- Directed by: Hanny Saputra
- Screenplay by: Armantono
- Produced by: Chand Parvez Servia
- Starring: Laudya Cynthia Bella Angie Ardina Rasti Uli Auliani Mike Lucock Unique Priscilla Henidar Amroe Ayu Azhari Tio Pakusadewo
- Cinematography: Tommy Jepang
- Edited by: Wawan I. Wibowo
- Music by: Indra Qadarsih
- Production company: Starvision Plus
- Distributed by: Starvision Plus
- Release date: November 11, 2004;
- Running time: 105 minutes
- Country: Indonesia
- Language: Indonesia

= Virgin (2004 film) =

Virgin: When Virginity is Questioned (Indonesian: Virgin: Ketika Keperawanan Dipertanyakan) is a 2004 Indonesian film, written by Armantono, directed by Hanny R. Saputra and produced by Starvision Plus.

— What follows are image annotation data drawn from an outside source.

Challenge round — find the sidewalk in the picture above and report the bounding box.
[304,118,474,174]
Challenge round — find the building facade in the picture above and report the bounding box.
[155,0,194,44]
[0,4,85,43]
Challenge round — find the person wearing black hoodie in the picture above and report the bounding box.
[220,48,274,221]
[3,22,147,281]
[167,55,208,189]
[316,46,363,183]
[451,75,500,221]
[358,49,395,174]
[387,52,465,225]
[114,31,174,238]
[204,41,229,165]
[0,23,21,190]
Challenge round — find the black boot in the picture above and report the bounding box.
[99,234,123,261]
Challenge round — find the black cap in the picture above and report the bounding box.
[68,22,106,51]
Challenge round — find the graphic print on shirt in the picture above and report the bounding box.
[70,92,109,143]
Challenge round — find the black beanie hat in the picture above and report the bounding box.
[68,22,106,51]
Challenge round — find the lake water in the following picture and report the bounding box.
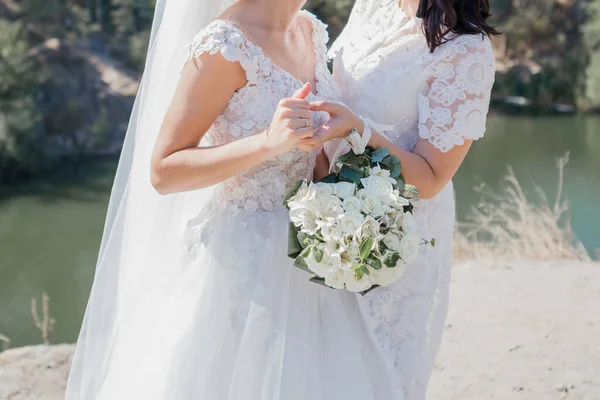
[0,116,600,347]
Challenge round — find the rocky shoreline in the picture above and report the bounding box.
[0,261,600,400]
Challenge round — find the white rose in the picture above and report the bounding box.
[369,165,396,184]
[344,270,373,293]
[383,232,401,252]
[360,175,394,199]
[360,215,379,237]
[333,182,356,199]
[312,182,333,201]
[342,196,362,212]
[325,271,344,289]
[317,195,344,219]
[402,213,419,234]
[320,224,343,242]
[360,192,383,218]
[398,235,421,261]
[338,211,365,235]
[345,243,360,265]
[371,260,406,287]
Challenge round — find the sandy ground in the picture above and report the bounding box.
[0,262,600,400]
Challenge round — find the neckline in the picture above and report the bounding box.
[217,10,321,96]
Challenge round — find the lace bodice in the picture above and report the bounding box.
[189,11,339,212]
[330,0,495,152]
[330,0,495,400]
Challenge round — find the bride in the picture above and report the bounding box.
[66,0,403,400]
[299,0,497,399]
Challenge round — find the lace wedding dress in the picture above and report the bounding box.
[82,13,402,400]
[330,0,495,400]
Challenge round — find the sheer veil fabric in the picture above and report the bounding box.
[66,0,235,400]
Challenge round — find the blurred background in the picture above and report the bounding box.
[0,0,600,388]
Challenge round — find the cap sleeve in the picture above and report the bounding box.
[418,35,496,153]
[186,20,258,84]
[302,10,329,62]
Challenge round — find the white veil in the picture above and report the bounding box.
[66,0,235,400]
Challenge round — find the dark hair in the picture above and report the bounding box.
[417,0,500,53]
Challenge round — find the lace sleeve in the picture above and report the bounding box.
[186,20,258,85]
[419,35,495,153]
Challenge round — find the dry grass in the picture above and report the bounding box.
[454,154,591,261]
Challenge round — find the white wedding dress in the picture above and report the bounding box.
[68,13,402,400]
[327,0,495,400]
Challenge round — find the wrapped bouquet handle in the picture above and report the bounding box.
[325,116,394,172]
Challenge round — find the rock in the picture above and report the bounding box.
[0,344,75,400]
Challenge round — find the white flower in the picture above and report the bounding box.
[369,165,396,185]
[317,195,344,219]
[360,175,394,199]
[333,182,356,200]
[402,213,419,235]
[360,215,379,238]
[383,232,401,252]
[371,260,406,287]
[386,190,410,210]
[344,270,373,293]
[356,189,383,218]
[342,196,362,212]
[339,211,365,235]
[311,182,333,201]
[398,235,421,261]
[345,242,360,264]
[325,271,344,289]
[321,224,344,242]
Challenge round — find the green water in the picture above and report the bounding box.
[0,116,600,346]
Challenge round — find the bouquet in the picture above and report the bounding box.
[284,147,435,294]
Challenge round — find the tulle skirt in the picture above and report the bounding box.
[91,209,404,400]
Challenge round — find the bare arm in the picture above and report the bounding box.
[151,53,313,194]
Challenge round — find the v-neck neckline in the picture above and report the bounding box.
[219,10,321,96]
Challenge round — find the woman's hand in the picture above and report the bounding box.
[263,83,314,156]
[297,101,364,152]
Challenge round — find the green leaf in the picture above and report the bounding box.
[360,237,373,260]
[381,249,400,268]
[317,174,338,183]
[390,164,402,179]
[367,257,382,269]
[298,246,314,258]
[360,264,370,276]
[394,175,406,194]
[283,181,304,208]
[288,222,304,258]
[339,165,363,185]
[371,147,390,163]
[311,246,323,263]
[294,256,313,274]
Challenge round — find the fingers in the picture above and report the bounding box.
[310,101,345,115]
[290,117,315,131]
[294,127,315,139]
[279,97,311,110]
[281,107,313,120]
[292,82,311,99]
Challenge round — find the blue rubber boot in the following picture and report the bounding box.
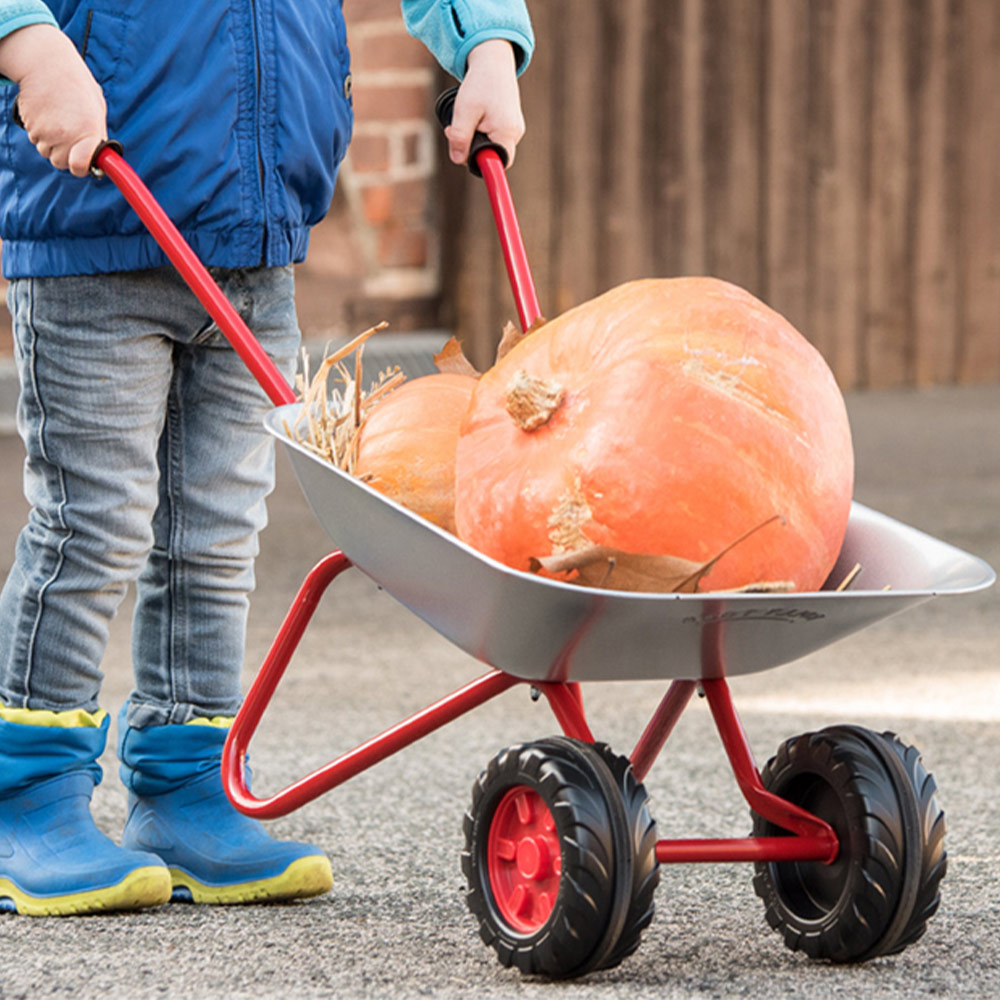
[0,706,170,916]
[118,710,333,904]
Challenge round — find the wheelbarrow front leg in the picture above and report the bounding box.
[222,552,521,819]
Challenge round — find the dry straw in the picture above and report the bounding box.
[284,323,406,475]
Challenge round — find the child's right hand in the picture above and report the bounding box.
[0,24,108,177]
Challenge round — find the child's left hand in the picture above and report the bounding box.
[445,38,524,166]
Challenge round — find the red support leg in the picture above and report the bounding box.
[656,679,839,864]
[222,552,521,819]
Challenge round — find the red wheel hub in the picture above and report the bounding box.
[486,785,562,934]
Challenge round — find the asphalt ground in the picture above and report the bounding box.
[0,387,1000,1000]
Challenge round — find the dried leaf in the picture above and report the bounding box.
[496,316,546,361]
[837,563,861,591]
[530,514,795,594]
[434,337,481,378]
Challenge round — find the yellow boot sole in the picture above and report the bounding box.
[0,865,171,917]
[170,854,333,906]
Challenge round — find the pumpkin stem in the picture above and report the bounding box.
[507,368,566,431]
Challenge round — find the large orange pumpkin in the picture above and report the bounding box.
[455,278,854,591]
[354,373,476,532]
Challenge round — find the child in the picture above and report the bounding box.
[0,0,533,914]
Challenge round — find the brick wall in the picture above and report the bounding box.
[0,0,443,357]
[298,0,444,337]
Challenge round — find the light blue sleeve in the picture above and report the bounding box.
[0,0,59,87]
[401,0,535,80]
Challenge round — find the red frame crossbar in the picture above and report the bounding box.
[222,552,838,864]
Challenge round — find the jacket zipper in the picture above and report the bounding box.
[250,0,267,267]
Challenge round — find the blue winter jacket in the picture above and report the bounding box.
[0,0,533,278]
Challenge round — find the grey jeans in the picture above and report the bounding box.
[0,268,299,727]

The film examines the struggle between sexuality and morality in modern Indonesia. It stars Laudya Cynthia Bella, Ardina Rasti and Angie. Released on 11 November 2004, the film achieved domestic ticket sales of 1.1 million and was later adapted into a television series of the same name.

==Plot==
Sixteen-year-old schoolgirl Biyan (Laudya Cynthia Bella) wants to be a writer and is determined to remain a virgin until marriage. Her determination is reinforced by the womanizing of her father, which has affected her mother (Henidar Amroe).

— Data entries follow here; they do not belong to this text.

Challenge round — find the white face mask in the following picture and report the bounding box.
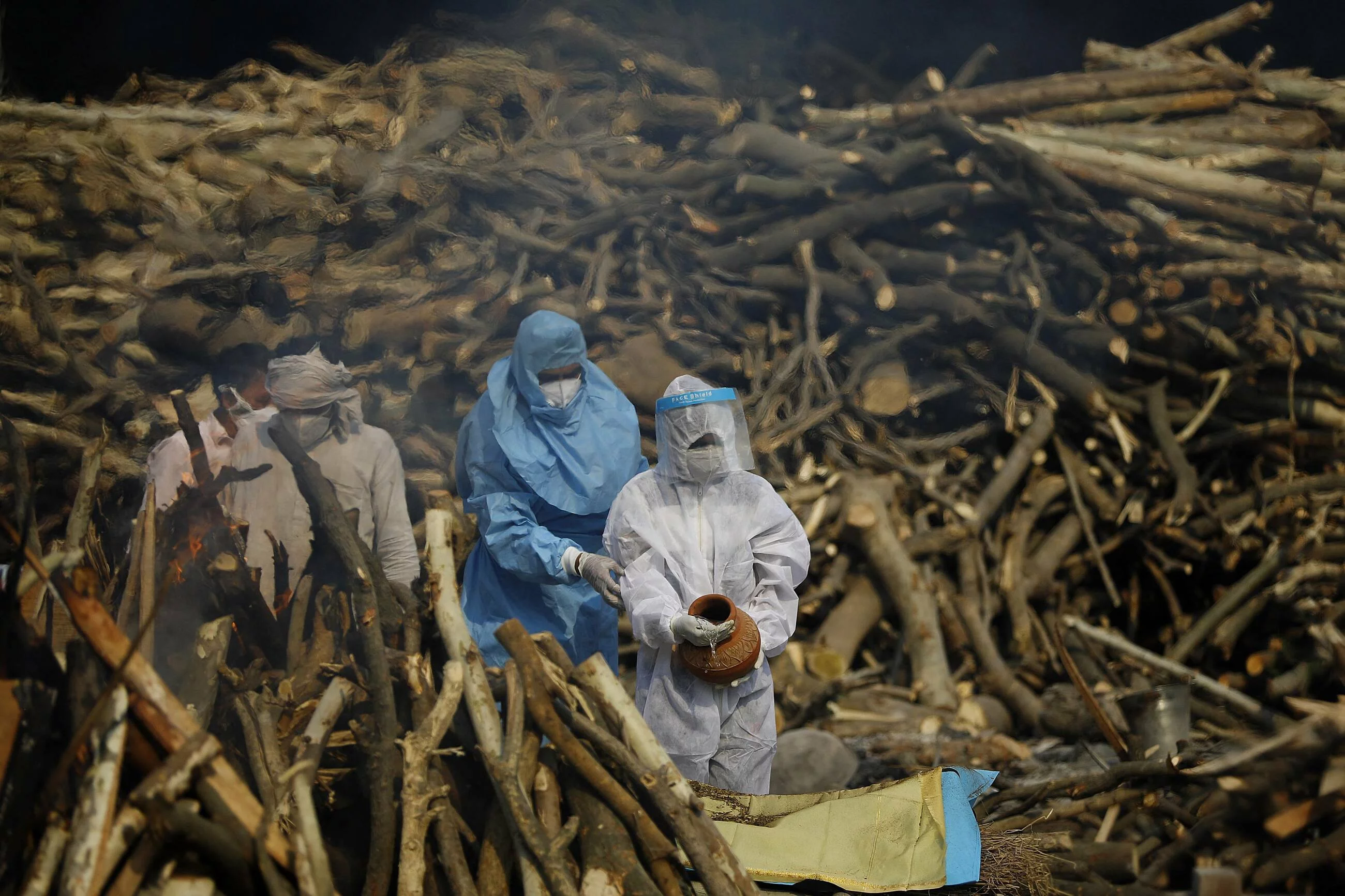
[219,386,257,419]
[538,376,584,407]
[684,445,724,482]
[277,408,332,451]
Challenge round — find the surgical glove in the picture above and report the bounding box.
[670,614,737,647]
[729,650,765,688]
[574,552,625,610]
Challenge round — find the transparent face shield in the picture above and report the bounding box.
[654,388,756,482]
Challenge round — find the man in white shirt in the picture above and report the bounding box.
[222,348,420,604]
[148,343,276,509]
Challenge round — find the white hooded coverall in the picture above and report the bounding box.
[604,376,810,794]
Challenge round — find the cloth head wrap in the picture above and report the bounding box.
[266,345,365,447]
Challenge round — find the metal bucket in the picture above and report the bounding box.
[1119,684,1190,759]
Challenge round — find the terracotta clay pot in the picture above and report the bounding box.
[674,594,761,685]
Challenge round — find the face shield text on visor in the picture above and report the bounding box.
[654,388,755,482]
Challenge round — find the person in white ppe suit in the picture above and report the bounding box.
[223,348,420,606]
[145,343,276,510]
[604,376,810,794]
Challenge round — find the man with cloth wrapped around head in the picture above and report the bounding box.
[604,376,810,794]
[223,346,420,604]
[455,312,648,669]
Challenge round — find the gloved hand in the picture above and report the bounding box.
[574,552,625,610]
[670,613,737,647]
[729,650,765,688]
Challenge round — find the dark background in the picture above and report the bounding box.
[0,0,1345,99]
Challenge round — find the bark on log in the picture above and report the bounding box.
[1145,3,1273,52]
[565,781,662,896]
[803,67,1242,126]
[986,126,1314,218]
[701,183,990,270]
[570,656,758,896]
[495,619,673,860]
[1052,159,1313,238]
[846,477,958,709]
[397,660,462,896]
[29,557,291,868]
[804,575,884,681]
[952,545,1042,730]
[59,685,128,896]
[1027,90,1242,125]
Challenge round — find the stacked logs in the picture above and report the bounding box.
[0,392,756,896]
[0,3,1345,892]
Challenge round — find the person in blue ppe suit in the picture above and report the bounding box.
[455,312,648,669]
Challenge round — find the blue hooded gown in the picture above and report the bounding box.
[455,312,648,669]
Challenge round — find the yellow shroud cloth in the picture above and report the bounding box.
[697,768,946,893]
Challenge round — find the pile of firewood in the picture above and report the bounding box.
[8,3,1345,892]
[0,392,755,896]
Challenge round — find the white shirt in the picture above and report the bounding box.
[148,407,276,510]
[222,420,420,603]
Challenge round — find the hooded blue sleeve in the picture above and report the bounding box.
[455,396,580,584]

Biyan hangs out with her schoolfriends Stella (Ardina Rasti) and Ketie (Angie Virgin). They belong to a group of materialistic teens who view virginity as old-fashioned and are not afraid to experiment with alcohol. Stella wants to get into acting but is tricked into appearing in a soft-core porn film, while Ketie prostitutes herself to older men in order to purchase consumer goods. Biyan attends an auction for the right to sleep with her idol, Merix. After Biyan outbids a gay man, Merix confides that he has never slept with a woman because he is embarrassed about his small penis.

==Reception==
Because the film contains nightlife and promiscuity, it was pulled from distribution in Makassar.

==Awards and Festivals==
1. Antemas Award Indonesia Film Festival 2005 as most Box Office

2. Best Art Director Indonesia Film Festival 2005

3. Moscow Film Festival 2005 - Invitation at Russian Audience official non-competition MIFF 2005

4. Film Nominated at Tokyo International Film Festival 2005 Wind of Asia

5. Best Actress Bandung Film Festival 2005: Laudya Cynthia Bella

6. Most Favorite Rising Star — MTV Indonesia Movie Awards 2005: Laudya Cynthia Bella

7. Best Cinematography Bandung Film Festival 2005 (Tommy Jepang)

8. Nominated Best Soundtrack Bali International Film Festival 2005

9. The first Indonesian movie released in India

== Sequel ==
A sequel, titled Virgin 2, was released on May 28, 2009.